His brother look over at him, his eyebrow raised. “You haven’t exactly been in contact for the past six years. I tried to give you the space you needed to get your head together, but I guess that hasn’t worked.”
“What the hell is that supposed to mean?” Eric demanded as his brother pulled to a stop in front of a stone building.
“You know what, forget I said anything. Let’s just get you inside so we can start your treatment.”
Eric decided not to push his brother for an explanation. He had been through hell tonight, and he didn
’t feel up to dredging up the past.
The two men got out of the car and Nick pulled out a key to unlock the door to the stone building. They descended a flight of stairs and went down a long corridor. They came to another door, and Nick produced another key. They entered a long windowless corridor that was lit with electric lights.
“Are these the tunnels?” Eric asked, not willing to admit to the shiver that insisted on crawling down his spine.
“Yes. They run under the property and go to the old hospital. They used to transport bodies out of here.”
Eric almost wished he hadn’t asked, since it didn’t make the funny feeling he had dissipate at all. After walking for several minutes, they finally came to another door.
“This door leads to the basement of the asylum. It’s original to the building, and hasn’t changed since the nineteenth century.”
As Eric followed his brother inside he felt a great sympathy for those who’d suffered from mental illness in the past. The chains were still on the walls where those unfortunate souls were once shackled.
Eric breathed a sigh once they were out of the basement and onto the first floor. This part of the building was modern and looked like any other office building.
“The infirmary is on the second floor.

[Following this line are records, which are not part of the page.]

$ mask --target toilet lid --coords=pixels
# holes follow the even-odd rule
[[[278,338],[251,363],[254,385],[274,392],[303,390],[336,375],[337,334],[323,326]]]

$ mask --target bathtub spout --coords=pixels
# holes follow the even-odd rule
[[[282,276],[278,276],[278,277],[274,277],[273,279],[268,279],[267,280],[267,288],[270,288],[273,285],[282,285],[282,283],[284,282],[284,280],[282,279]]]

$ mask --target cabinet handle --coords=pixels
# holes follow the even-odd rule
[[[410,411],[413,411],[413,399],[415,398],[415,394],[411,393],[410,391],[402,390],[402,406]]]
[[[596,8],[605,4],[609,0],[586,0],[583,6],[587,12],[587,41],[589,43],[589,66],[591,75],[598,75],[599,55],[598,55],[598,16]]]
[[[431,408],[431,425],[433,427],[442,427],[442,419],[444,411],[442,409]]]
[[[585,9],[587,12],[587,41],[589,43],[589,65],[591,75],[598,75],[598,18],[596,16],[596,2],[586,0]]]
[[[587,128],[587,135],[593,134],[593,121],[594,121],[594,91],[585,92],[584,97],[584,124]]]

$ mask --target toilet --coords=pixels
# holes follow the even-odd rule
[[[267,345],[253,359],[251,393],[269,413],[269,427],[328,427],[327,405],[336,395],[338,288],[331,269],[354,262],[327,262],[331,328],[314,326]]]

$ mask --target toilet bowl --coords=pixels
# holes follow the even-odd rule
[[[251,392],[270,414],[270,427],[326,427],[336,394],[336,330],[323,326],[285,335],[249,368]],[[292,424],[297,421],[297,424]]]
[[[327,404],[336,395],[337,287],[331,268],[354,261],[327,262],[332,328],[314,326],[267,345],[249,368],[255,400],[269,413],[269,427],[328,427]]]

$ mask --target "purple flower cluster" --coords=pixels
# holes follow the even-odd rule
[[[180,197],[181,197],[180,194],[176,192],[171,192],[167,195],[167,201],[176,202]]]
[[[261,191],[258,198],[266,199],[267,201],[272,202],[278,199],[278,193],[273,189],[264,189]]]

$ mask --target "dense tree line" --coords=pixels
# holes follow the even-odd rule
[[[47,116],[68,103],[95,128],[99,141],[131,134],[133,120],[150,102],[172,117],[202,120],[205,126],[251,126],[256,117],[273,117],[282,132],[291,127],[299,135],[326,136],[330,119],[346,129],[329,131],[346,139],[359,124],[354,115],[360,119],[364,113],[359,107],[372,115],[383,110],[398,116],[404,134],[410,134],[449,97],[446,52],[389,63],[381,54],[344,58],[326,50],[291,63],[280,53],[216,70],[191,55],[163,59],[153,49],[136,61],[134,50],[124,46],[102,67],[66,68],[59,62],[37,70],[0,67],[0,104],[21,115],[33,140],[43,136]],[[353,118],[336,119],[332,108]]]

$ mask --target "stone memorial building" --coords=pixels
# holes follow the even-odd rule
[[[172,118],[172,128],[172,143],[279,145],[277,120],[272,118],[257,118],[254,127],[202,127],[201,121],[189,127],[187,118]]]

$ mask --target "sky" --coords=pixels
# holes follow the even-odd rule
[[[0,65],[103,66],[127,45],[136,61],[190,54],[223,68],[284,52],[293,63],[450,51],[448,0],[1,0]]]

We’ll get you settled into a room and then we’ll start your round of shots.” Eric followed Nick to the stairs that led to the second floor.
“My shots?”
“If what Horn said about the formula is true, then I think the best approach to prevent you from going feral is to put you through a course of rabies shots. You’ll have to stay here for a few days for observation to see if the treatment is going to work. If it does, you’ll have to stay in town until you’ve finished your full course of shots, which will take twenty-eight days.”
“And what if the treatment doesn’t work?” Eric asked as he stopped and put his hand on his brother’s arm.
“Let’s not borrow trouble. If the treatment doesn’t work, we’ll think of something.”